The TextDocument is the main entry-point to deal with the content displayed within the on the Qt4 Scribe framework based KWord editor. Currently the TextDocument uses TextCursor to offer read/write access. Also things like TextFrame, TextList and TextTable are handled with different objects. It would be nicer to don't present the TextDocument layer that detailed to the user.

  • The Document to load, save, import, export, etc. as high-level collection of functionality to deal with the current document as well as access to the Metadata is provided with the KoApplicationAdaptor and KoDocumentAdaptor classes.
  • Hyperlink, Table, List and Image are basic parts of a rich text document. This also got extended with Frame and FrameSet within KWord.
  • May it be an idea to offer to a script a more structur-driven rather then cursor-driven interface to access the content of a document? The document offers a on OpenDocument based structured treeview of the document. Each node then provides functionality to manipulate it's children and attributes (which includes styles, formats, text, etc.). It may an idea to build something based on the header-recognization work done in a separate branch as gSOC and let scripts access the document that way via it's displayed DOM-tree/render-tree. On the other hand, if we take a look at OpenXML then we may note, that OpenXML uses cursors internally as well what in turn means that we may like to publish our cursor-based API to scripts as well to allow easier implementations of import/export scripts for e.g. OpenXML or other "cursor-based document formats".
  • Do we need to take Relations into account to be able to e.g. ask who's linking to a part of a document + be able to access/notify targets/listeners?
  • Action vs. Event means that we are on the one hand able to perform actions like copy+paste or replace on a document while an event is then the notification that something was done/changed on the document.
  • How to integrate XForms? Maybe reuse khtml as shape?
  • Look at the work done on the KDOM2 XPath implementation. Are we able to reuse it for the to a script presented DOM?
  • How to integrate Variables and how to let a script get/set them?
  • Quotations, Acronyms, Abbreviations and Grouping of content is not handled at all.

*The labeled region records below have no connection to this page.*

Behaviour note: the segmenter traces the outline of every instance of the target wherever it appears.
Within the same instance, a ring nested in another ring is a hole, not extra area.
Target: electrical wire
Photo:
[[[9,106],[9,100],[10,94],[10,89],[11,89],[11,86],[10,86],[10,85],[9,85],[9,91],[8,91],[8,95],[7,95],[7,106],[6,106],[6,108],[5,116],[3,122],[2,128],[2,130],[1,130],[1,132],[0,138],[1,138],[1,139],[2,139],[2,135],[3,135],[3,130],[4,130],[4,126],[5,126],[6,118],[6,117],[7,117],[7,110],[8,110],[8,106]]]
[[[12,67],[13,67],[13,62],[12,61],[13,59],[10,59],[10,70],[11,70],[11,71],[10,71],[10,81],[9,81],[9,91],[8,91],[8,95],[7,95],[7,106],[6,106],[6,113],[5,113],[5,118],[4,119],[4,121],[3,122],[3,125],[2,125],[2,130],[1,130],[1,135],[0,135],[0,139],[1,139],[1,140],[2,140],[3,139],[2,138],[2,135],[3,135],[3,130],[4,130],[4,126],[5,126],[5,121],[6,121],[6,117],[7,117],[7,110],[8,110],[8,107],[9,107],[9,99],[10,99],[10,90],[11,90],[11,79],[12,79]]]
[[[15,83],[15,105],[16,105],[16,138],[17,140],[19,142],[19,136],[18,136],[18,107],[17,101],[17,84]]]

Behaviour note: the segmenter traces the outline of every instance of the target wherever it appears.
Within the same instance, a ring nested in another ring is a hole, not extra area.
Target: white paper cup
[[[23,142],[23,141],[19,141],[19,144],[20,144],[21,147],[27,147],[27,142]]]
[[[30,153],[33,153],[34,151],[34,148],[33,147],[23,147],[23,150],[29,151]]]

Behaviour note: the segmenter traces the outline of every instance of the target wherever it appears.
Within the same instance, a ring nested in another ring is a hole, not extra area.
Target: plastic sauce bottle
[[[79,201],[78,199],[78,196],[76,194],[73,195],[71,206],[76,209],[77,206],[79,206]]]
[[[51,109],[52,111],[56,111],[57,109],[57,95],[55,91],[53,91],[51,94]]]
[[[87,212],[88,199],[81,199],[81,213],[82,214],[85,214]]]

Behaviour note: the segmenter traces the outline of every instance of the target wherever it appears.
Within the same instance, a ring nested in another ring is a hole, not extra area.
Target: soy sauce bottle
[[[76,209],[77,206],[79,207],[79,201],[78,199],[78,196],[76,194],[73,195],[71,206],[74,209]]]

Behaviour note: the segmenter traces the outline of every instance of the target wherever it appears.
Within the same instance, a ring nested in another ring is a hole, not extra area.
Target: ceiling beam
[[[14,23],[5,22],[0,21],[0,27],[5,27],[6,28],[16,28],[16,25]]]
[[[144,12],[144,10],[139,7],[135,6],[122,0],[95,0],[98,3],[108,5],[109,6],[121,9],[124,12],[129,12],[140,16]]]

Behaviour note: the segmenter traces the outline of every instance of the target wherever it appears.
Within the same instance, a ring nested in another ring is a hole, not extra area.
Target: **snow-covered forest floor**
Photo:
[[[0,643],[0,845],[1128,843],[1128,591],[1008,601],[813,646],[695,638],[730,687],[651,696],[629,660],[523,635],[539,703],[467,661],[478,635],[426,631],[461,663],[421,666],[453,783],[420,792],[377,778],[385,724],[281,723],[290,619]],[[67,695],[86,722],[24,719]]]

Conclusion: All in all, the Scribe interface shouldn't be exposed direct. It provides us much more flexibility to build the presented content-model up on our OpenDocument implementation. So, I am not able to continue to work on it till the OpenDoc-code is in place and does offer a somewhat stable API.

Note from Thomas: Looking at usecases for people currently using WP or other scriptable wordprocessors the usage of a cursor based scripting API is essential for macros. Being able to have an auto-generated script that records that I press 'up' twice and replay that using scripting will be much more intuitive for (non-technical) end users to alter then a structured representation of the document. Ideally; I'd like to see both a cursor based interface as well as a higher level structured-block based API.

Scripting Shape

It would be nice to have a "scripting shape" which paints or displays content provided by a script. It shouldn't be that difficult to get such a shape done.